Обсуждали Викины последние работы, говорили о его большом будущем (это сбылось), потом разговором завладел Юс и сказал, что он хочет написать рассказ, как приезжают двое в чужой город: она рыжая, яркая, крупная; он очень хочет остаться с ней наедине, но не везет. В гостиницах нет мест, друзей нет дома; целый день эти двое мыкаются по городу, наконец, берут такси, едут куда-то, остаются вдвоем, но они уже устали от всего — возвращаются
— Здорово? — спросил Юс, победно оглядел нас, сожмурился хитро и погладил свой большой бритый череп.
Вика сказал, что здорово, Олежка и его жена смущенно промолчали, а я спросила, зачем это надо писать. Тут Юс заорал и возмутился, Викин брат тоже возмутился и стал объяснять, чем грешит наша литература, с литературы мы свернули на политику, — в общем, был крик и несерьезное озлобление друг на друга. Вика кричал, что, ребята, это хорошо, это прекрасно, раз все мы по-разному думаем, а Юс резонно возражал, что ничего прекрасного тут нет, коли мы расходимся во взглядах на вещи принципиальные. Пришла Викина мама — и мы угомонились.

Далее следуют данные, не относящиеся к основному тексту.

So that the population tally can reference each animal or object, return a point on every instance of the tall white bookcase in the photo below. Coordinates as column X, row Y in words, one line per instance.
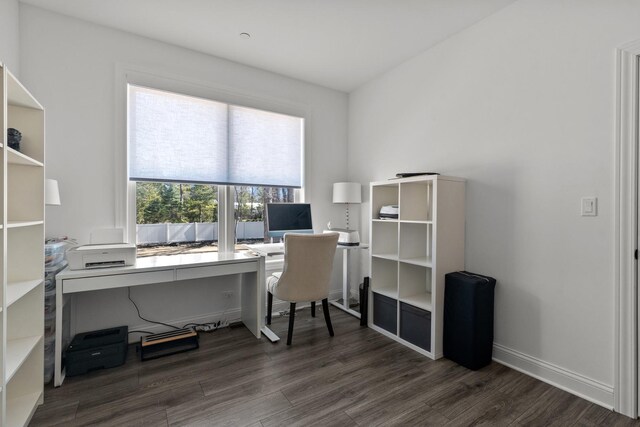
column 22, row 250
column 411, row 254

Мне очень нравилась Викина мама. Интеллигентная, седая, добрая, несчастная, верит в бога. Когда Вика уезжает куда-нибудь в командировку, она дает ему образок, который он, хоть и чертыхаясь, все-таки кладет в маленький карман в брюках и возит везде с собой. Мне почему-то всегда хотелось поцеловать у ней руку, — может быть, потому, что у меня не было матери, а это нужно человеку, иначе получается такая однобокость. Однажды, когда мы разговаривали о чем-то откровенном, я едва не поцеловала ей руку, но она испугалась и удержала меня. По-моему, она думает, что я Викина любовница, но я ей нравлюсь. Вика говорил мне: «Старуха, ты первая баба, которую я привожу в дом. Может быть, именно потому, что я не сплю с тобой». Вика любил такой «интеллигентский» жаргон, но малый он был хороший, была у него в душе доброта и тоскливая неуспокоенность человека незаурядного.
Мы пообщались с Викиной мамой, потом драматург с женой ушли, и мы перебрались в крохотную комнатку без окна, тоже принадлежавшую Викиному семейству.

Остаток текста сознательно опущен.